C'est pour cela que Nørrebro est considéré comme un emblème de la politique danoise d'intégration. Cependant, tout le monde n'est pas d'accord avec cette affirmation et, après les attaques, le sujet est plus controversé que jamais.

« Beaucoup de gens voient Nørrebro comme un exemple d'intégration dans la société danoise. Personnellement, je crois que schizophrène est un terme plus approprié pour le décrire », explique Niv Dayan, né en Israël et habitant de Nørrebro depuis plusieurs années. « Il y a ici beaucoup de gens de première, deuxième ou troisième génération d'immigrés de pays arabes mais aussi beaucoup de jeunes Danois modernes qui vivent ici pour les prix bas et la proximité de l'université. Et évidemment, peut-être que toutes ces personnes vont dans les mêmes boutiques, dans les mêmes lieux et se rendent dans les mêmes petits commerces de proximité. Mais selon ma propre perception, il y a très peu d'intégration sociale réelle ou de connexions entre ces groupes », explique Niv.

C'est aussi ce que pense Snorre, un étudiant danois, depuis son expérience comme habitant du quartier : « Nørrebro c'est particulier. Il y a une tension sous-jacente entre les communautés d'immigrés et la classe de jeunes modernes et étudiants ». Snorre exprime aussi l'une des plus grandes craintes apparues chez les habitants du quartier après les attaques : celle de voir les attentats servir d'excuse pour cesser d'aider la politique d'intégration et pour passer à des politiques plus agressives. « Mon sentiment dominant pendant les attaques fut la peur. Peur de ce que la peur des autres pourrait générer », explique le jeune homme.
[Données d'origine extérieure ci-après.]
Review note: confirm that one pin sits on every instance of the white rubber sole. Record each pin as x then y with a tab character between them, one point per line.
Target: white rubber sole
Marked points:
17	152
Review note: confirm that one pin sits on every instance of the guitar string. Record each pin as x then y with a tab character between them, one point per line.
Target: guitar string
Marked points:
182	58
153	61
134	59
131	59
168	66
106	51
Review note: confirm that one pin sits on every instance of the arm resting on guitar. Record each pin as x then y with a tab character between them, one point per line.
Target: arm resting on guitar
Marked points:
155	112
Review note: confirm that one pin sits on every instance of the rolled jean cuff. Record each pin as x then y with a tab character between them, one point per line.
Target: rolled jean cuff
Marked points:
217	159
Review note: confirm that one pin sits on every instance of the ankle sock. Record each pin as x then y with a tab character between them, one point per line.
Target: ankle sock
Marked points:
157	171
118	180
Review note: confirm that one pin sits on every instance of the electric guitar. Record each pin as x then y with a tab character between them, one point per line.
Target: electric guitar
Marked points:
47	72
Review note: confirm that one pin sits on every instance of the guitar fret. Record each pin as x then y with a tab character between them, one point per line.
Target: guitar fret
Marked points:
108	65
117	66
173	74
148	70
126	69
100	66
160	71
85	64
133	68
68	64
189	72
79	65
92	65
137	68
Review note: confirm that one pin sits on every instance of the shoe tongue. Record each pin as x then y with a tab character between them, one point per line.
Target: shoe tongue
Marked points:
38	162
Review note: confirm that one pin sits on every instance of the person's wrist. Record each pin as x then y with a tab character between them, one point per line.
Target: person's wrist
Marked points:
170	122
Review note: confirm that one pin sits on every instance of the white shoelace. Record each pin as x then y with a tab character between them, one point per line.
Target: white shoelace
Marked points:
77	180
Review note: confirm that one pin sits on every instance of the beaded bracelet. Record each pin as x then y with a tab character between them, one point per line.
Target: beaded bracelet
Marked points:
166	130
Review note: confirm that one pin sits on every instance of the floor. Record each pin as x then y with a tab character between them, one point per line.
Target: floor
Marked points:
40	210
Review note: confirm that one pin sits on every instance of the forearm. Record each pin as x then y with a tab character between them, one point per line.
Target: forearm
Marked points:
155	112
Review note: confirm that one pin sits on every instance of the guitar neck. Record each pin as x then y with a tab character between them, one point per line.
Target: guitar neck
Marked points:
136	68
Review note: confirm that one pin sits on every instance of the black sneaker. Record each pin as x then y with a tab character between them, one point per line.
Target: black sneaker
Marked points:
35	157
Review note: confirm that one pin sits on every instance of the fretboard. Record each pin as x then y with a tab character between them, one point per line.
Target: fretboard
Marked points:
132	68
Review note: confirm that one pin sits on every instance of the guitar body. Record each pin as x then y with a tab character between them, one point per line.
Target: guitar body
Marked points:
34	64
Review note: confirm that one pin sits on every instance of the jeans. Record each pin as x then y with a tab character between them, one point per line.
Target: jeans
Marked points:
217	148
La culture de l'intégration

« Je ne redoutais pas d'être blessé, mais de ce que pourraient encourager ces attaques au Danemark. Cet événement était l'occasion idéale pour différents groupes de promouvoir leur propre agenda politique », ajoute Snorre. « Je crois qu'il y a des gens qui ont attendu longtemps qu'il se passe une telle chose au Danemark, comme des extrémistes des deux camps : des nationalistes danois et des extrémistes religieux. »
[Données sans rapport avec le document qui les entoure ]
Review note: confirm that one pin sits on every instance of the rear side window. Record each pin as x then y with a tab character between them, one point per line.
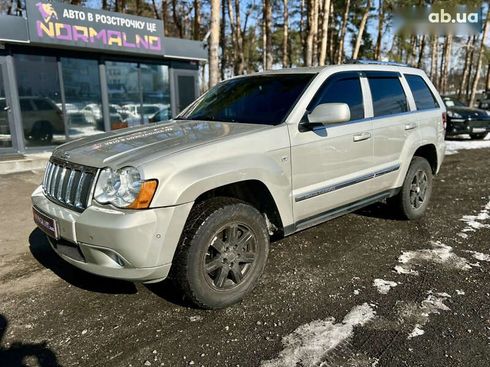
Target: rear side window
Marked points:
388	95
424	99
341	89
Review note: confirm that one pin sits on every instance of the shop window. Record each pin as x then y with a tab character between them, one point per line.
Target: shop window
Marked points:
138	93
83	105
5	134
40	100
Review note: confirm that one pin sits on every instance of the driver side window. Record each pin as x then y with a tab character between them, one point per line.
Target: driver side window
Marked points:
341	88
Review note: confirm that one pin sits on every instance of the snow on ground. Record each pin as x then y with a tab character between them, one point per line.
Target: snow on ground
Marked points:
420	313
438	254
309	343
453	146
384	286
475	222
479	256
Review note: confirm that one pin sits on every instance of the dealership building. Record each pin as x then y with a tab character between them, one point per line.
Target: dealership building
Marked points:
69	71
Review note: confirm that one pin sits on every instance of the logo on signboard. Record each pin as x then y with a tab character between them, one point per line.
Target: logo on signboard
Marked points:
47	12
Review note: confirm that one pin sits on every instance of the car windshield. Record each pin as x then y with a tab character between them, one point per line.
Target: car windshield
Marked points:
260	99
449	102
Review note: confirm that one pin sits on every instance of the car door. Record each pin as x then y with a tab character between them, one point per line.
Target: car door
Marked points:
330	162
393	125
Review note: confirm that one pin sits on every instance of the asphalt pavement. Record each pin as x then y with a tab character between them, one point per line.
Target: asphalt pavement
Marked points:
365	289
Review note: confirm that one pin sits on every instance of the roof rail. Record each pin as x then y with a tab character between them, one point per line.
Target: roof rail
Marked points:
375	62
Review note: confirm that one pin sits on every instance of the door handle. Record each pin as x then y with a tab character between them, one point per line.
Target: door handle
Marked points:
410	126
362	136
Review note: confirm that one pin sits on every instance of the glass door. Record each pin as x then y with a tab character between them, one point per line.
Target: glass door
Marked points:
5	113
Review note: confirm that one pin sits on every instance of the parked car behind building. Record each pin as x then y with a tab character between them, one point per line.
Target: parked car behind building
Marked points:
462	119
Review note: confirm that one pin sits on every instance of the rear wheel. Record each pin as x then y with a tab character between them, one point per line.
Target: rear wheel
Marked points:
413	198
479	136
223	252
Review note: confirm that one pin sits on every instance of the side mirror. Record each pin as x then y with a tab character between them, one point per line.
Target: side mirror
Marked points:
329	113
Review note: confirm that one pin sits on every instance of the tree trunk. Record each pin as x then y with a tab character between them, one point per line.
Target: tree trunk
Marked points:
433	66
214	43
379	38
476	79
285	29
325	24
421	52
222	40
267	34
340	48
314	60
466	67
447	63
197	20
310	35
362	26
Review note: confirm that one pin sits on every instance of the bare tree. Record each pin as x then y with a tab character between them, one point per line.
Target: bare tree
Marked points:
476	79
467	62
214	43
340	48
285	29
325	20
379	38
267	36
197	20
362	26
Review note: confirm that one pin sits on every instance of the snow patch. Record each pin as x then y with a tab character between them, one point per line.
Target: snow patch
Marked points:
453	146
417	331
384	286
479	256
439	254
309	343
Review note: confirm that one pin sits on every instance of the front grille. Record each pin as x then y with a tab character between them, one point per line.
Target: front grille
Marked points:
69	184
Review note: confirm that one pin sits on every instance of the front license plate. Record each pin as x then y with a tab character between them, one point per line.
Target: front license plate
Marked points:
479	130
46	224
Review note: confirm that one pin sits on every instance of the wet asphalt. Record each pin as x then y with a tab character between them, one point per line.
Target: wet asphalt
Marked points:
52	314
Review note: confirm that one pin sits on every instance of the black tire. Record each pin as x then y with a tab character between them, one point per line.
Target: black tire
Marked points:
208	252
412	200
480	136
42	131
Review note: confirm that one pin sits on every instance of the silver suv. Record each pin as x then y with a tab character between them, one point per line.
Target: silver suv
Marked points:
198	199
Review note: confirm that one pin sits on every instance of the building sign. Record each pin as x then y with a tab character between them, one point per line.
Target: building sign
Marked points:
73	26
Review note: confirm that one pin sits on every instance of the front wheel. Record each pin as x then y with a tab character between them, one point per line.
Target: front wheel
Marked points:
479	136
223	252
413	198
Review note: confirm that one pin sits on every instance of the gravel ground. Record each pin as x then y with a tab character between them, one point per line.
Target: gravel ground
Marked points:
361	290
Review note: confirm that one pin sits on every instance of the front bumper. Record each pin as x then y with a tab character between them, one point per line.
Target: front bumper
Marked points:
135	245
458	126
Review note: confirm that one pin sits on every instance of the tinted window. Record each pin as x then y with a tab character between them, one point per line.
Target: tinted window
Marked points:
341	90
424	99
388	95
260	99
43	105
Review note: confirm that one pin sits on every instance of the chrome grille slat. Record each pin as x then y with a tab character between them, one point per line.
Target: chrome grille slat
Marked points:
60	185
78	202
69	187
68	184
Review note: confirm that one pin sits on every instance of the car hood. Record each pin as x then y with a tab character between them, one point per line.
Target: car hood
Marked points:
122	147
469	112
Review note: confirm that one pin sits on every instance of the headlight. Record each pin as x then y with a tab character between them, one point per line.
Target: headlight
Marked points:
124	188
454	114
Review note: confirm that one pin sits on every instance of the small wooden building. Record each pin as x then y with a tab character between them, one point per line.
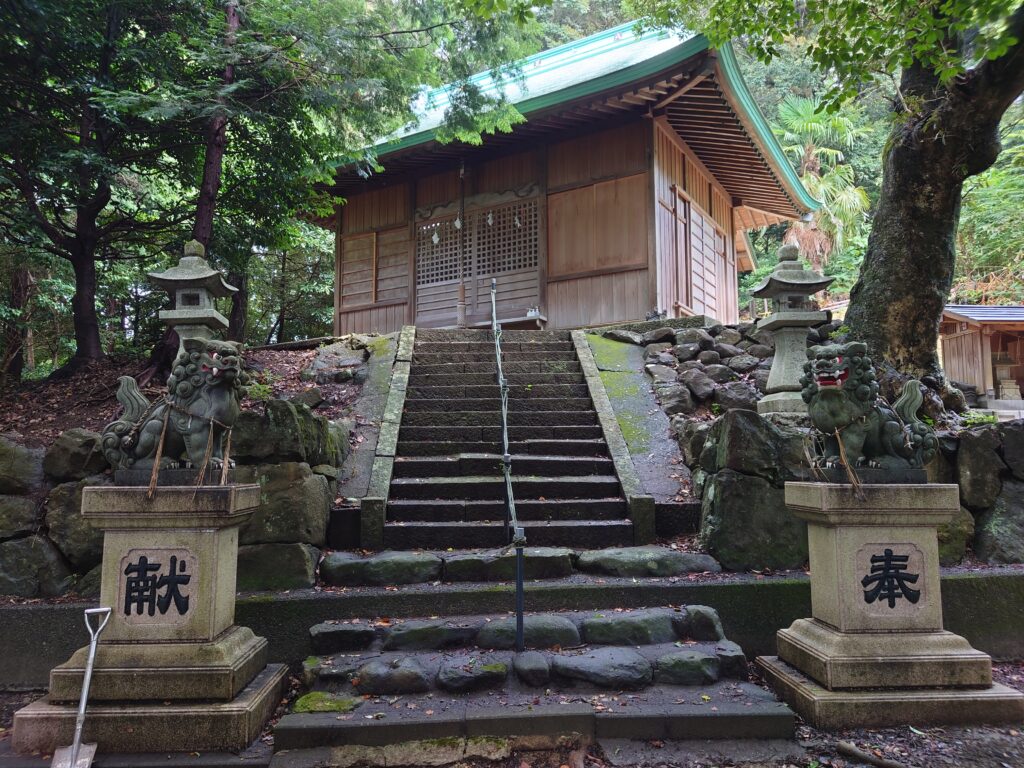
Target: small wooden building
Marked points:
983	346
627	192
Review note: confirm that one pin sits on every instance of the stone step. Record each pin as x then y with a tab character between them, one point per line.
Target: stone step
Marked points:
481	335
595	446
418	378
491	390
453	356
588	534
459	510
494	433
543	366
391	567
489	464
456	417
519	404
487	347
493	486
Pour Niv, il y a un problème évident au Danemark : « L'attaque est le symptôme d'un problème beaucoup plus profond. Elle prouve que la machinerie pour fabriquer des djihadistes au Danemark existe aujourd'hui. » Et il ajoute : « Le plus important pour nous tous est de ne pas nier ce fait ».

Malgré cette réalité, les habitant tentent de rester positifs et de défendre cette culture de l'intégration qu'ils souhaitent finir d'implanter dans le quartier. « Je crois qu'il en faudrait plus encore que ces attaques, pour changer la vie et la mentalité à Nørrebro et dans tout Copenhague », réfléchit Niv. « Je ne peux pas prédire l'avenir mais je reste confiant et je crois que les gens sont suffisamment intelligents et solidaires pour voir au-delà de cette attaque et résister à la tentation de préjuger et de diaboliser leurs voisins », condamne Snorre.